The Bush proposal would cut by about 86% the funding for federal programs that provide health care access to the uninsured, down from $140 million to $20 million. The only increase proposed for the Department of Health and Human Services, about $2.6 billion, would go to biomedical research, not expanding access to care.
Also cut would be federal money for training doctors, nurses, and other health care professionals. The proposed cut-back would come in the midst of a major shortage of nurses. For instance in California, hospitals reported an average 20% vacancy rate in nursing positions in December.
Meanwhile, Bush maintains his support for Medicare vouchers, forcing seniors to individually shop for deals in the topsy-turvy, sometimes cutthroat, private insurance market.
The plusses for health care in the administration's plans are small to nonexistent.
Bush proposes the same funding as last year ($1.8 billion) for care of people with AIDS. This covers no inflation in costs, even though drug prices are rising and people with AIDS are living longer, thus requiring more care.
A positive move is a proposed expansion of funding for community health centers. Bush says he wants to double the number of people served by such clinics. To do that, his proposal increases funding by 11%.
Bush's "Immediate Helping Hand" proposal for a Medicare prescription drug program has been called neither immediate nor much of a help. The plan, for block grants to set up state prescription programs for low-income seniors, was introduced in February. Benefits would vary state by state; the program is only planned to last for four years.
But right now only about half the states have a prescription drug assistance program in place. For the rest, it will take many months to get a program up and running. And existing state drug programs have a bad track record in reaching poor seniors: they help fewer than one-fourth of those eligible.

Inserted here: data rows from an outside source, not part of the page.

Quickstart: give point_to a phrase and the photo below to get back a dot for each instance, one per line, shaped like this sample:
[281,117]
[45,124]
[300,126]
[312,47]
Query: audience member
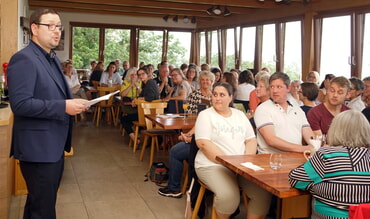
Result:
[253,100]
[192,76]
[366,93]
[308,94]
[245,87]
[314,77]
[148,92]
[230,78]
[337,176]
[321,115]
[97,72]
[355,98]
[205,67]
[181,89]
[222,130]
[164,82]
[125,67]
[295,86]
[217,72]
[203,94]
[324,87]
[111,78]
[280,124]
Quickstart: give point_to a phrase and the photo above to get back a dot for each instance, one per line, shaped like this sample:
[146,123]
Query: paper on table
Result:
[251,166]
[97,100]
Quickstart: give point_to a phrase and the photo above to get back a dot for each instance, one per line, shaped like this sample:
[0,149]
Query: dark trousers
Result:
[42,181]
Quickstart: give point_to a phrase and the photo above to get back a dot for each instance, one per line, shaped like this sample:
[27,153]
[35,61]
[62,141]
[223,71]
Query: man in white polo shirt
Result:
[281,124]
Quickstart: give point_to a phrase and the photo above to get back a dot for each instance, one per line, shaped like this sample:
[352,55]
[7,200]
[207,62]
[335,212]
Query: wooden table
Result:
[167,121]
[292,202]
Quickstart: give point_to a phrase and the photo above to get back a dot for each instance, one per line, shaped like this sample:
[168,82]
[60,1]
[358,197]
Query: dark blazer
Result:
[42,129]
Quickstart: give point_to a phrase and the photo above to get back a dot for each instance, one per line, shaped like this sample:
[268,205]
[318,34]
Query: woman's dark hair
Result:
[228,88]
[230,78]
[36,15]
[111,63]
[327,76]
[310,90]
[246,76]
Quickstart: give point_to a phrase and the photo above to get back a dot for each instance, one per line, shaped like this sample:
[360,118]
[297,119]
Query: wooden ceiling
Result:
[161,8]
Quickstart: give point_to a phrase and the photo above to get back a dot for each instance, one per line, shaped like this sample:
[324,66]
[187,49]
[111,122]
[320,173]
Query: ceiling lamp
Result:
[209,10]
[165,18]
[226,12]
[217,10]
[193,20]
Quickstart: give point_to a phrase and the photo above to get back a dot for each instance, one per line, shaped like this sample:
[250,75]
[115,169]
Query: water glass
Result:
[276,161]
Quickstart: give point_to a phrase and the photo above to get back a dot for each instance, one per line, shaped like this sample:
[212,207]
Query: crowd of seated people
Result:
[285,116]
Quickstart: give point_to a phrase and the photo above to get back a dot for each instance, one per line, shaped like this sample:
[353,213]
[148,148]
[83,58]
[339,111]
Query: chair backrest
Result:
[153,108]
[104,91]
[95,84]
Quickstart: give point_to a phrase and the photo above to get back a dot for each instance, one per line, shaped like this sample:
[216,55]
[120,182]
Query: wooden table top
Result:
[170,121]
[274,181]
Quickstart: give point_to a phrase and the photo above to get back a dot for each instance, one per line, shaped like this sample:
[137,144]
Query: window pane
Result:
[85,46]
[268,47]
[366,55]
[292,52]
[214,48]
[150,47]
[248,47]
[336,47]
[117,45]
[178,48]
[230,49]
[202,48]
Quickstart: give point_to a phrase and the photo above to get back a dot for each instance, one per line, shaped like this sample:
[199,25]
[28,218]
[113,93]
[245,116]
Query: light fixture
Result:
[217,10]
[165,18]
[193,20]
[226,12]
[209,10]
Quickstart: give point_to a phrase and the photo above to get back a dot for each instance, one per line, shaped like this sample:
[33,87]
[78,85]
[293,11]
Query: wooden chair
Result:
[107,104]
[151,130]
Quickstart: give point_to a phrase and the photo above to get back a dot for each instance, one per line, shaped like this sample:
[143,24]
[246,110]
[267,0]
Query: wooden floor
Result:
[104,179]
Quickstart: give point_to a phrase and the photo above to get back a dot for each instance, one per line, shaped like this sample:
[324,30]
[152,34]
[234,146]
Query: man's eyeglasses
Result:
[52,27]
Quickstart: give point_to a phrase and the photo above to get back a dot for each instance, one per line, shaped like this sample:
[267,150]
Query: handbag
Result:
[158,173]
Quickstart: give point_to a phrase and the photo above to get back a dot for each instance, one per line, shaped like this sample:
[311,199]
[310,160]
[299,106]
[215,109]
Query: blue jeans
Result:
[178,154]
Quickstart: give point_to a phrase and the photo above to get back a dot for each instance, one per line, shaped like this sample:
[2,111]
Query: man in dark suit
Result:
[43,107]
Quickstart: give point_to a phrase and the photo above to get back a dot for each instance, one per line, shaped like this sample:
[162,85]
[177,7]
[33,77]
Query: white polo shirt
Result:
[287,125]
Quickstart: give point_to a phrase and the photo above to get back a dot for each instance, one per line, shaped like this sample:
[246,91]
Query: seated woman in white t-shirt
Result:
[223,130]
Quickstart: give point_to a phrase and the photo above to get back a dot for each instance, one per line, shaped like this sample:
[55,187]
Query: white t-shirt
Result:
[243,91]
[116,78]
[287,125]
[228,133]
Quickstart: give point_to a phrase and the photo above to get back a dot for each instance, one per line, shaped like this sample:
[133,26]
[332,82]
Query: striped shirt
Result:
[337,177]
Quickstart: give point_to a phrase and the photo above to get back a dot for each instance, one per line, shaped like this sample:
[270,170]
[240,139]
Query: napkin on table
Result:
[251,166]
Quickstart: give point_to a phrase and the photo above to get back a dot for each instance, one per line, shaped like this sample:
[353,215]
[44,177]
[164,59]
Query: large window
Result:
[268,47]
[117,45]
[248,47]
[178,48]
[214,48]
[85,46]
[336,47]
[366,56]
[230,49]
[150,47]
[293,50]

Tax cuts are always bound to be popular, but these are coming at a very high price, including the viability of the Medicare system. As Bob Kuttner of the Boston Globe observed, the cost of restoring Medicare to solvency and adding a prescription drug program would be about $50 billion a year. That's less than one-third of the amount that Bush proposes to give back in taxes.
[Sources: Boston Globe, ASAP!Update (Families USA), New York Times.]
U2K Still Growing
The new session of the Michigan legislature includes many new faces, and some of our endorsers of universal health care (U2K) are gone. But that hasn't discouraged MichUHCAN activists.
After a few months of contacting legislators this year, our current number of state representatives endorsing U2K has surpassed what we had before November's election. There are 42 official endorsements from the state house, with several more expected to be received soon.
Congratulations to all those who have gone to Lansing, or phoned or written your rep!